I would like to trigger an input based on the beam between an IR LED and Photodiode being broken. The attached image is a circuit I found to do this with a Phototransistor. If I want to do the same but with a photodiode instead, can I simply replace the PT with a reverse bias PD?
The reason I want to use the PD is that I already have some BPV10NF photodiodes in my parts bin and from what I read a PD is more sensitive than a PT which might be beneficial. I like the look of the attached schematic as my understanding is that the SCR acts as a type of latch - holding the input in the triggered state.
Am I correct in thinking i can simply substitute the PT for a reversed PD or is there more to it that that?
What is the distance between light source and photo transistor, and what detection speed.
And is there any other light (artificial/daylight) involved.
Unmodulated IR (BPV10NF) might only work in the centimeter range.
Ideally I'd like to avoid the opamp route as I have the transistors and SCR in my parts bin already. The latching effect of the SCR is also desirable.
This is for a (low power) ballistic chronograph.

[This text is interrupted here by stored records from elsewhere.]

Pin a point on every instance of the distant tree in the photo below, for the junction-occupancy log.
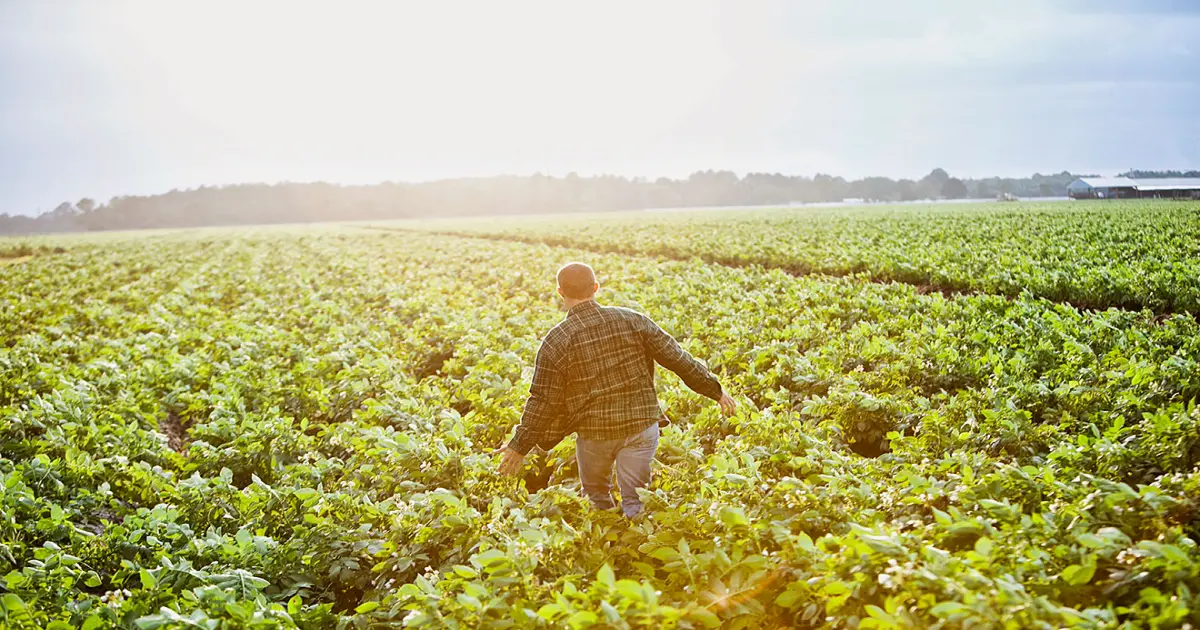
(954, 189)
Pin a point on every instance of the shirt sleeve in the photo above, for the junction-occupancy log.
(666, 351)
(546, 400)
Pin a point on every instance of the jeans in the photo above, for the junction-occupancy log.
(633, 456)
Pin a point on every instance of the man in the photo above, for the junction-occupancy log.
(594, 375)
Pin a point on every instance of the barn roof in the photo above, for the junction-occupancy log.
(1168, 184)
(1109, 183)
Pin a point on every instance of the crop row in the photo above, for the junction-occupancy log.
(1128, 255)
(294, 430)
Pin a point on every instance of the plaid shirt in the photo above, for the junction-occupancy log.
(594, 375)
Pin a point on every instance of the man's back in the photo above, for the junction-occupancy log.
(595, 376)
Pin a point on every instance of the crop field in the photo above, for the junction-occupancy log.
(955, 417)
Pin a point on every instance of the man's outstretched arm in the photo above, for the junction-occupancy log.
(545, 405)
(667, 352)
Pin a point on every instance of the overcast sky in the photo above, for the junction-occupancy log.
(112, 97)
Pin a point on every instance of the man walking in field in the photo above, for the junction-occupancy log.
(594, 375)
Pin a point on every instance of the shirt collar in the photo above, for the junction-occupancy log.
(582, 307)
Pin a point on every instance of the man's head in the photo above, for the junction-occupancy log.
(576, 281)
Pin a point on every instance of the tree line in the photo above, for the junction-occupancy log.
(298, 203)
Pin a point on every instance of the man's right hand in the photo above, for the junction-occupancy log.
(729, 406)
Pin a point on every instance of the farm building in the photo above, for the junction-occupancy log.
(1127, 189)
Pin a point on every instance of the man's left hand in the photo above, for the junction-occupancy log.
(510, 461)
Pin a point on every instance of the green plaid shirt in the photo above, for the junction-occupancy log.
(594, 375)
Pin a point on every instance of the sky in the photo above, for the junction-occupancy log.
(102, 99)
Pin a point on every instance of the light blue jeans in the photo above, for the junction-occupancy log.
(631, 456)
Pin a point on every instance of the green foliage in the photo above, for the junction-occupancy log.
(211, 430)
(1096, 255)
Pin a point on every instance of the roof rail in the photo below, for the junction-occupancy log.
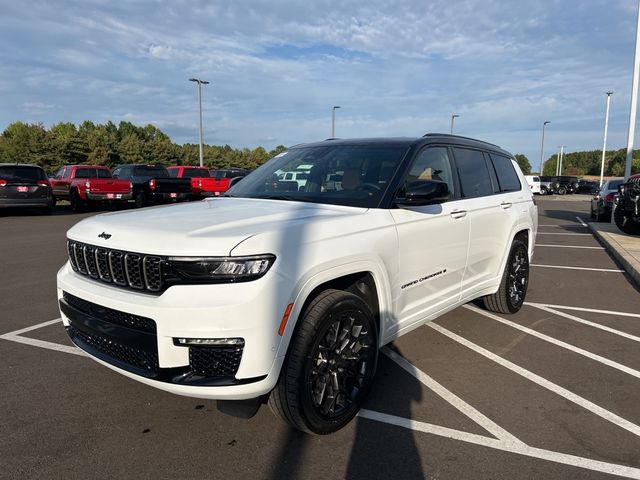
(459, 136)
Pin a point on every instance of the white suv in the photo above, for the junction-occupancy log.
(284, 295)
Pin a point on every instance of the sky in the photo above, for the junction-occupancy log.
(276, 68)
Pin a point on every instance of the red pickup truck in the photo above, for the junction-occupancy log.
(202, 184)
(86, 185)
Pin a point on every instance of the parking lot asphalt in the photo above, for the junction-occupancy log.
(550, 392)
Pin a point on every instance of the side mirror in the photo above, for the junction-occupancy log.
(424, 192)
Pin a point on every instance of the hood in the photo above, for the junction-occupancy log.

The LED and PD will be 1-2cm apart, enclosed in a tube. The projectile will be travelling at 300-1000 FPS so the change in output from the PD will be very brief.
The circuit I have referenced is known to work for this use-case. I found it used in a similar project based on NodeMCU rather than Arduino.
I'm asking what other changes (if any) will be required if I want to use a PD rather than PT and looking to confirm the PD should be used in reverse bias - so the cathode connecting to the 2N2222/resistor junction and anode to GND? Based on reading I think the PD is more sensitive and responds more quickly when used this way.
Probably not, because the dude who answered it has drawn the diode the wrong way round,
assuming you want a positive voltage on the output of the opamp.
You see this is what confuses me. I read some references and think I understand how the circuit should work, then I read another example and it seems to contradict and I don't know which is correct.
Regards the example I found above, my understanding is:
PT allows current to flow through the resistor to GND when it receives light.
The junction between the resistor and PT (2N2222 Base) is a NOT gate.
When the PT stops receiving light, current cannot flow to ground via the PT which has the effect of putting the 2N2222 base high.
The 2N2222 amplifies this to a level that will trigger the SCR which in turn pulls the IO pin to low.
It seems to me that if I install a PD in reverse bias in place of the PT the effect will be the same. When the PD receives light it's resistance to current flow reduces and current flows through it to ground. When the light beam is broken, current will not flow and the 2N2222 triggers the SCR.
Appreciate I will need to tinker with the various resistors to influence the output/trigger point.
Projects like this have been done before.
Google "ballistic chronograph site:arduino.cc".
You're missing the point. I'm not asking about how to create this type of project. I'm asking about directly substituting a PT for a PD and how any given circuit may need to change to accommodate that.
What speed of response do you need? Worth checking the response time of any SCR, they aren't necessarily
brilliant, and phototransistor is probably ruled out, photodiode inherently much faster especially
if reverse biased.
A cheap fast comparator like a LM339 sounds a much more flexible component for this kind of circuit, in fact
its exactly the kind of thing comparators are meant to do.
An SCR could be driven by the comparator output (don't forget they are open-collector outputs),
or an SR flipflop could be the latching component.